Air distribution in office environment with asymmetric workstation layout using chilled beams

Air flow patterns and mean air speeds were studied under laboratory conditions representing a full scale open-plan office. Three basic conditions were tested: summer, spring/autumn and winter. Chilled beams were used to provide cooling, outdoor air supply and air distribution in the room. The heat sources had a notable influence on the flow pattern in the room causing large scale circulation and affecting the direction of inlet jets. The maximum air speed in the occupied zone was higher than the recommendations. The mean air speed was also high on at the floor level but low on at the head level. The air speed was highest in the summer case under high cooling load. Results indicate that especially with high heat loads, it is difficult to fulfill the targets of the existing standards in practice.

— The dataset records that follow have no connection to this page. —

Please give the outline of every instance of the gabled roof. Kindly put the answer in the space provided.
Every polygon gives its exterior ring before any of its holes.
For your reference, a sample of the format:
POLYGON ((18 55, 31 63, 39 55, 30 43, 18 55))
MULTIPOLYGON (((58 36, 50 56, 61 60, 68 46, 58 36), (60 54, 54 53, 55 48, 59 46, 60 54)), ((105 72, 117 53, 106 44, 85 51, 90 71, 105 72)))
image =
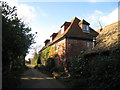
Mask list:
POLYGON ((67 24, 69 25, 69 27, 64 31, 64 33, 61 33, 61 30, 59 30, 57 32, 57 36, 53 39, 52 42, 49 43, 49 45, 54 44, 55 42, 59 41, 61 38, 64 38, 64 37, 93 40, 93 37, 96 37, 98 33, 95 30, 93 30, 91 27, 90 27, 90 33, 83 32, 81 28, 82 23, 89 24, 84 19, 81 21, 77 17, 72 19, 70 22, 65 22, 63 25, 67 24))
POLYGON ((115 50, 120 46, 120 21, 104 27, 96 37, 96 46, 88 53, 99 53, 103 51, 115 50))

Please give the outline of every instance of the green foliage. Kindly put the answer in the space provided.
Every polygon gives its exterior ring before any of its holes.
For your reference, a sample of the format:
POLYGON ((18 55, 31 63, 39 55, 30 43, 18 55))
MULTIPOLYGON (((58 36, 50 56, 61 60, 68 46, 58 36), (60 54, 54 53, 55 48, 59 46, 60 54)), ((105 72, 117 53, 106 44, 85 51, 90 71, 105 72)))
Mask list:
POLYGON ((70 74, 77 81, 74 87, 79 88, 101 88, 117 89, 120 88, 120 56, 119 50, 110 51, 109 54, 94 55, 88 59, 84 55, 82 58, 77 58, 73 62, 70 74))
POLYGON ((34 34, 17 17, 16 7, 2 2, 2 59, 3 71, 17 70, 24 66, 29 46, 34 43, 34 34))
POLYGON ((80 77, 85 71, 86 60, 84 54, 80 55, 79 58, 74 58, 71 62, 67 61, 68 72, 72 78, 80 77))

Two main sources of draught risk were found: a) downfall of colliding inlet jets causing local maxima of air speed and b) large scale circulation caused by asymmetric layout of chilled beams and heat sources. The first phenomenon can cause local draught risk when the workstation is located in the downfall area. The flow pattern is not stable and the position of draught risk areas can change in time and also due to changes in room heat sources. The second phenomenon can cause more constant high air speeds on at the floor level. CFD-simulation was able to predict the general flow pattern but somewhat overestimated the air speed compared to measurements.